Das Piratenbucht Debakel



Die schwedische Webseite "Pirate Bay" (Piratenbucht) ist weltweit eine der populästen Seiten für Bittorrent Information. Auf Druck der USA (man vermutet heute, dass die Initiative ganz von oben, vom weissen Haus aus angeordnet worden ist), hatte die schwedische Polizei Piratebay geschlossen.

Schon Anfangs Juni hatte das schwedische Fernsehen berichtet, die Aktion sei auf Druck der USA durchgeführt worden. Der Spiegel hatte am 6. Juni getitelt "Piratenkrieg in Schweden".


"Piratbay" ging für einige Tage nach Holland ins Exil, hiess "Polizei Bucht" und ist jetzt wieder in Schweden online, unter dem Namen "Phöix Bucht". Die Betreiber planen, Internetseiten in verschiedenen Ländern zu unterhalten, um das Risiko einer erneuten Razia zu verhindern.


Nach Alexa.com einer Firma, die den Internetverkehr misst, hat sich der Verkehr auf Pirate Bay nach der Razia verdoppelt und ist langfristig auf dem Niveau vor der Aktion. (Siehe Graph links).
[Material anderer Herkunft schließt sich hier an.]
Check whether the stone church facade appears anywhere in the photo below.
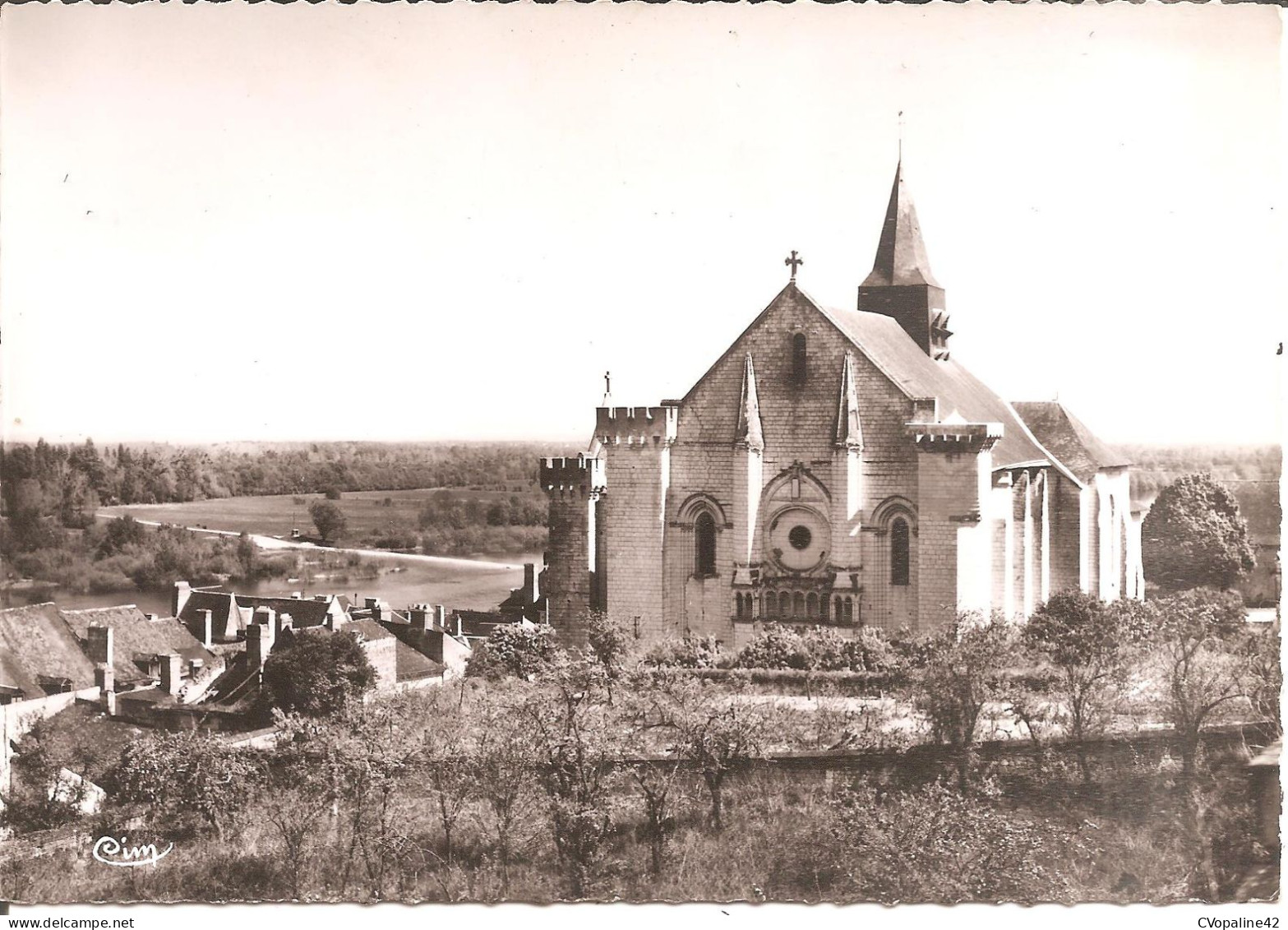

Die Firma sagt auf der Webseite, dass sie im Moment nicht mit Liefern von TShirts und anderem Werbematerial nachkommen. Der Schuss auf die Piraten könnte also nach hinten rausgegangen sein.


Übrigens, hier sind der Alexis Statistik von rhetorik.ch.


Der Vorfall ist immer noch interessant, denn es geht um die internationalen Beziehungen mit den USA. Die USA hat Handelsaktionen angekündigt, falls die Seite nicht geschlossen wird. Juristisch ist die Sache heikel, denn der Bittorrent Server selbst hat keine der getauschten Files auf dem Computer, nur Information, welche Teilnehmer Stückchen der File haben. Das Bittorrentprotokoll kann Daten zwischen verschiedenen Internetbenutzern austauschen, auch wenn die einzelnen Teilnehmer nur Stückchen der Files haben.